🤖 AI Summary
Wildfire ignition by overhead transmission lines poses a critical public safety risk, necessitating targeted undergrounding investments to enhance grid resilience.
Method: This paper proposes a segment-level (span-wise) undergrounding investment prioritization framework that integrates probabilistic ignition modeling, weather-driven simulation, and IEEE-standard power system modeling. Leveraging Monte Carlo analysis across 43,712 weather–operating scenarios, it quantifies both ignition probability and potential wildfire losses per line segment, enabling the first fine-grained assessment coupling ignition risk with full-weather-scenario variability.

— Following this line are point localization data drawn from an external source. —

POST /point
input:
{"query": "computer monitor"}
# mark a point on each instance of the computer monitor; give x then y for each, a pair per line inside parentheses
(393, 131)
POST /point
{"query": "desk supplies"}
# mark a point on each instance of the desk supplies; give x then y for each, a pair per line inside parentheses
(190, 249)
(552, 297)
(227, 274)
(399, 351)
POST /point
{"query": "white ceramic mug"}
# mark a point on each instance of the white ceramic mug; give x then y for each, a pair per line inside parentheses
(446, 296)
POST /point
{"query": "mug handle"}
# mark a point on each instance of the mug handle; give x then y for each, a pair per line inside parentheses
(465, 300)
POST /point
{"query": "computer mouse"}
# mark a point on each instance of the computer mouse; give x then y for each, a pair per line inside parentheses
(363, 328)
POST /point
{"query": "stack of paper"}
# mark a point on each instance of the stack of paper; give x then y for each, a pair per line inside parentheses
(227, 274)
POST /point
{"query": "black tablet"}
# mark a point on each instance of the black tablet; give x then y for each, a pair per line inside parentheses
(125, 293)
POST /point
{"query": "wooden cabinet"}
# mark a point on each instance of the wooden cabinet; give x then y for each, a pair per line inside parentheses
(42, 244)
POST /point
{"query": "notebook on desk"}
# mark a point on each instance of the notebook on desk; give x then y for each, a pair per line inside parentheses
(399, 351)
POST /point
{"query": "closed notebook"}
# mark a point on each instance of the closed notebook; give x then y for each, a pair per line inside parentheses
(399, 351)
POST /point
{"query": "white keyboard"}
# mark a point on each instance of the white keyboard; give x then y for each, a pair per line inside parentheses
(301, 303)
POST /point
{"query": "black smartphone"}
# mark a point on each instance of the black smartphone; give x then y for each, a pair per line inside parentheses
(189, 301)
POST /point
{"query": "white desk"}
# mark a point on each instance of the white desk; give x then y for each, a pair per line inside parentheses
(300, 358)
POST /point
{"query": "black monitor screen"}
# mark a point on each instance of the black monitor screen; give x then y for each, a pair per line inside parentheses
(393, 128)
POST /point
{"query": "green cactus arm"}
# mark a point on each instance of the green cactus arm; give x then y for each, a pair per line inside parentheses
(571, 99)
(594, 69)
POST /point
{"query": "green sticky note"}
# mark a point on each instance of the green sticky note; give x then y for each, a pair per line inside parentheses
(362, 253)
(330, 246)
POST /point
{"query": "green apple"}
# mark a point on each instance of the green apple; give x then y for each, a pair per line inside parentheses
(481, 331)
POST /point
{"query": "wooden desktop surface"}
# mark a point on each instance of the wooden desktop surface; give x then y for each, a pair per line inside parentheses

Contribution/Results: The method establishes a quantitative CapEx–risk-mitigation trade-off framework, yielding an economically optimal undergrounding priority list. Validated on the IEEE 30-bus system, it achieves significantly higher risk-reduction efficiency per unit investment compared to conventional approaches, providing a reusable, scalable decision-support tool for utility-scale grid hardening.
📝 Abstract
Grid-ignited wildfires are one of the most destructive catastrophic events, profoundly affecting the built and natural environments. Burying power lines is an effective solution for mitigating the risk of wildfire ignition. However, it is a costly capital expenditure (CapEx) requiring meticulous planning and investment prioritization. This paper proposes a systematic approach to estimate the potential wildfire ignition damage associated with each transmission line and accordingly offers a priority list for undergrounding. The proposed approach allows electric utilities to make risk-informed decisions for grid modernization and resiliency improvement against wildfires. As a case study, we examine the likelihood of wildfire ignition for each line segment, i.e., between two high-voltage towers, under diverse weather conditions throughout the year. The studies on the standard IEEE 30-bus test system, simulated on 43,712 scenarios, demonstrate the effectiveness of the proposed approach.